I tried exporting as specified in example:
from espnet_onnx.export import TTSModelExport
m = TTSModelExport()
tag_name = 'kan-bayashi/ljspeech_vits'
# download with espnet_model_zoo and export from pretrained model
m.export_from_pretrained(tag_name, quantize=True)
Then I tried to use model:
from espnet_onnx import Text2Speech
import IPython
tag_name = 'kan-bayashi/ljspeech_vits'
text2speech = Text2Speech(tag_name, use_quantized=True)
text = 'This model is so small it can be run on a smartwatch! This model is so small it can be run on a smartwatch!'
output_dict = text2speech(text) # inference with onnx model.
wav = output_dict['wav']
IPython.display.Audio(data=wav, rate=22050)
But I get the following message:
2022-10-01 12:31:15.826208114 [E:onnxruntime:, sequential_executor.cc:364 Execute] Non-zero status code returned while running Gather node. Name:'Gather_3861' Status Message: indices element out of data bounds, idx=712 must be within the inclusive range [-512,511]

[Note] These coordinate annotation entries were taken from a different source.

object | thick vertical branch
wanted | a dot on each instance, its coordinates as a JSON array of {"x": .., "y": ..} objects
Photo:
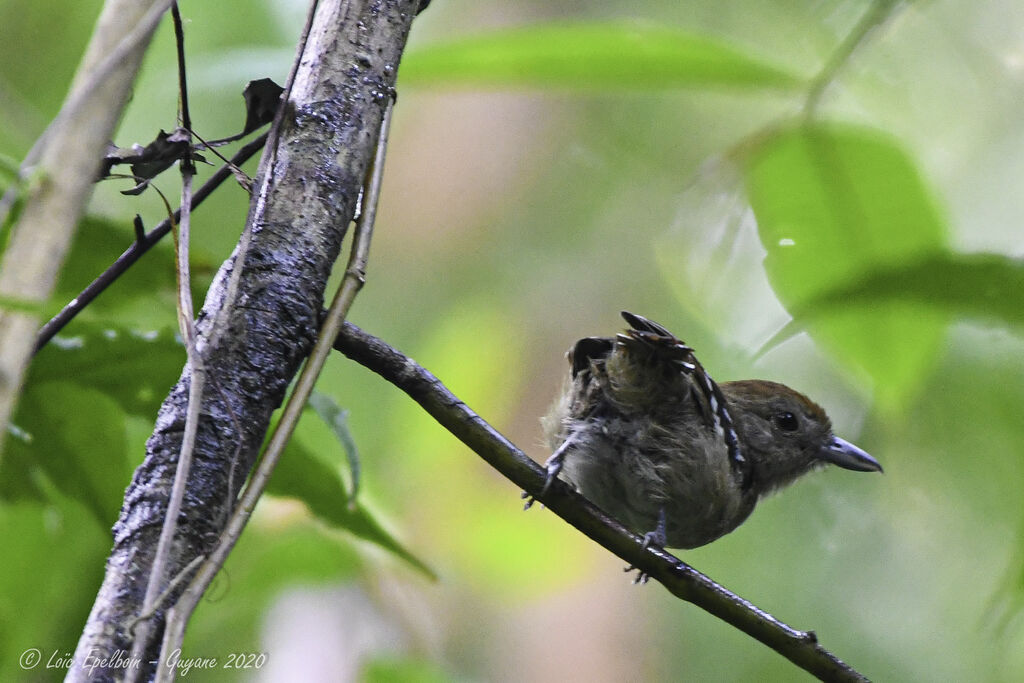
[
  {"x": 58, "y": 175},
  {"x": 262, "y": 310}
]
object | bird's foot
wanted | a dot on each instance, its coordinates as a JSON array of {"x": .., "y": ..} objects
[
  {"x": 655, "y": 539},
  {"x": 553, "y": 466}
]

Traceback (most recent call last):
File "<path>/onnx-tts/use_onnx.py", line 8, in <module>
output_dict = text2speech(text) # inference with onnx model.
File "<path>/onnx-tts/.venv/lib/python3.9/site-packages/espnet_onnx/tts/tts_model.py", line 86, in __call__
output_dict = self.tts_model(text, **options)
File "<path>/onnx-tts/.venv/lib/python3.9/site-packages/espnet_onnx/tts/model/tts_models/vits.py", line 58, in __call__
wav, att_w, dur = self.model.run(output_names, input_dict)
File "<path>/onnx-tts/.venv/lib/python3.9/site-packages/onnxruntime/capi/onnxruntime_inference_collection.py", line 192, in run
return self._sess.run(output_names, input_feed, run_options)
onnxruntime.capi.onnxruntime_pybind11_state.InvalidArgument: [ONNXRuntimeError] : 2 : INVALID_ARGUMENT : Non-zero status code returned while running Gather node. Name:'Gather_3861' Status Message: indices element out of data bounds, idx=712 must be within the inclusive range [-512,511]
I believe it's because inputs are fixed.
I can try to fix this, but maybe do you know how to handle that?
Masao-Someki commented
Hi @robinhad, you can try adding max_length larger than 712 as following:
from espnet_onnx.export import TTSModelExport
m = TTSModelExport()
m.set_export_config(
max_seq_len=1024
)
m.export_from_pretrained(...)
robinhad commented
Thanks a lot!